La splendida “Corniche” che vale un viaggio
Già, la Storia di Alessandria, propone un menu che più completo non si può. Dopo un antipasto di nome Alessandro Magno (già presenti Greci e Fenici), i Tolomei con contorno della “meraviglia” Faro e della (non meno meravigliosa, oggi rinata) Biblioteca; poi (per Shakespeare un invito a nozze) il mènage à trois Cesare, Antonio e Cleopatra (forse un filino zoccola, ma è la Storia); indi gli Arabi eppoi i Crociati; seguirono i Francesi (Napoleone, mica uno qualsiasi) battuti, sì, da Nelson nelle antistanti acque di Abukir ma vincenti (dopo curiosi scavi Rosetta, a due passi da Alex) nella corsa alla decifrazione dei geroglifici; dopodiché ecco il XIX secolo, l’albanese Mohamed Alì comincia come soldato turco e finisce capo di una dinastia.

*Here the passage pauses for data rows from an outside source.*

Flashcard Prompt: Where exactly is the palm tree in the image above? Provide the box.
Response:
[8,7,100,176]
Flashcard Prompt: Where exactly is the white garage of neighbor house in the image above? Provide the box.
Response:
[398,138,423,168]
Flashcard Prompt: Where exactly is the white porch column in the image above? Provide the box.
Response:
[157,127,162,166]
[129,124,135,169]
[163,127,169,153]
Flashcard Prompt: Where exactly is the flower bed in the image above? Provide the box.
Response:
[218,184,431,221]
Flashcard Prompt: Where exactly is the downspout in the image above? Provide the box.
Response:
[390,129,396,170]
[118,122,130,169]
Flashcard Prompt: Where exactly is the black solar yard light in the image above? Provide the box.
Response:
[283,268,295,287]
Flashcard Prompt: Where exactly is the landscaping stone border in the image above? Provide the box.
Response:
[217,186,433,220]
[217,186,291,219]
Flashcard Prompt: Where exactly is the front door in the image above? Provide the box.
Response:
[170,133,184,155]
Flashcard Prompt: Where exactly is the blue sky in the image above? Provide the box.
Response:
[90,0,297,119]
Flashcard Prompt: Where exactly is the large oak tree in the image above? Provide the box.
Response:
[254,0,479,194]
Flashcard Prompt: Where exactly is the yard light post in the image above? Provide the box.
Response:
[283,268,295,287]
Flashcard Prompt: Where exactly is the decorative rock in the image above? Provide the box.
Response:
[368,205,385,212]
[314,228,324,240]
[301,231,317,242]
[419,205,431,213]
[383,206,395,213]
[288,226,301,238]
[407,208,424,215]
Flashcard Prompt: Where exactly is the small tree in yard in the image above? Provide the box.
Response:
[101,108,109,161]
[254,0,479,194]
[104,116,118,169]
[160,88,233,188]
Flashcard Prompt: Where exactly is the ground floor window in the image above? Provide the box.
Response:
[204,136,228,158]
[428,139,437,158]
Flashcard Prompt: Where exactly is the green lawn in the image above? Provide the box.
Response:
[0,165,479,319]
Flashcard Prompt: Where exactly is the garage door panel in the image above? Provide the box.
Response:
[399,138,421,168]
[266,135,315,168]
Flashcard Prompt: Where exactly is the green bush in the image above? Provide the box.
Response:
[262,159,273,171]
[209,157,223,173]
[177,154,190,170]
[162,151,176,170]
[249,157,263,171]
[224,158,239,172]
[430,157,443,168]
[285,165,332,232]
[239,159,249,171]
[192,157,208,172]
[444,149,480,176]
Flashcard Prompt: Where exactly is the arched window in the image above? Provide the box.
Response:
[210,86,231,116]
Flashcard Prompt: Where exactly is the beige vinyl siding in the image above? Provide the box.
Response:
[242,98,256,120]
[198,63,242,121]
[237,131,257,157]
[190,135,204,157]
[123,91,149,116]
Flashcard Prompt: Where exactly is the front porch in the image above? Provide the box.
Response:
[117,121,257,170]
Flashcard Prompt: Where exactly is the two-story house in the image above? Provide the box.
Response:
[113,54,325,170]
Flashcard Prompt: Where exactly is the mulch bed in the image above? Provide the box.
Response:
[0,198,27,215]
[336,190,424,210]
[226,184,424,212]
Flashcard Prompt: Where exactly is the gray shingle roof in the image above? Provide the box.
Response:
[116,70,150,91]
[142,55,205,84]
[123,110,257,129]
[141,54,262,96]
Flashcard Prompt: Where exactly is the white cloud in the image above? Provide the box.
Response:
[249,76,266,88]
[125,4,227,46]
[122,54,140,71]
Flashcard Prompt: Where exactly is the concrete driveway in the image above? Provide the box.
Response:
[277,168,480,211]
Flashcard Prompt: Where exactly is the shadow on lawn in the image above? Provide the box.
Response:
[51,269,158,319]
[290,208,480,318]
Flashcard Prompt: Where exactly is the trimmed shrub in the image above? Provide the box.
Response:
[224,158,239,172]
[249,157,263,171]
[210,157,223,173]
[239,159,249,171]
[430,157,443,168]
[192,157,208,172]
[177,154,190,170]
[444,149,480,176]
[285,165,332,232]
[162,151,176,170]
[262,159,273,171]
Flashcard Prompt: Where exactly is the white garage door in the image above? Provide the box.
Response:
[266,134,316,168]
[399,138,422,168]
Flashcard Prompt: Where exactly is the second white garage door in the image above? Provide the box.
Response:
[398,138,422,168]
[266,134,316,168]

Una dinastia dilapidata sui tavoli dei casinò italici (e forse solo per caso, comunque per fortuna, Re Faruk non si mangiò al gioco pure lo splendido palazzo di Montazah), il Canale di Suez, i British della Regina Victoria che “offrono” e (previo bombardamento di Alessandria) ottengono di “proteggere” l’Egitto.
Il resto è storia contemporanea. Laddove – prima della Seconda Guerra Mondiale, a cui seguì l’Egitto di Nasser, Sadat, Mubarak – si parla di una Alessandria a dir poco magnifica, ricca di tanti soldi ma soprattutto di tante culture. Lingua internazionale era il francese, alla politica pensavano gli “Inglesi”, ma l’opulenta vita di Iskandaryya era nelle mani di tante laboriose comunità, in primis l’italiana, la greca e l’ebraica. Vita vita sulla (ancor oggi) splendida Corniche (lei sola vale il viaggio).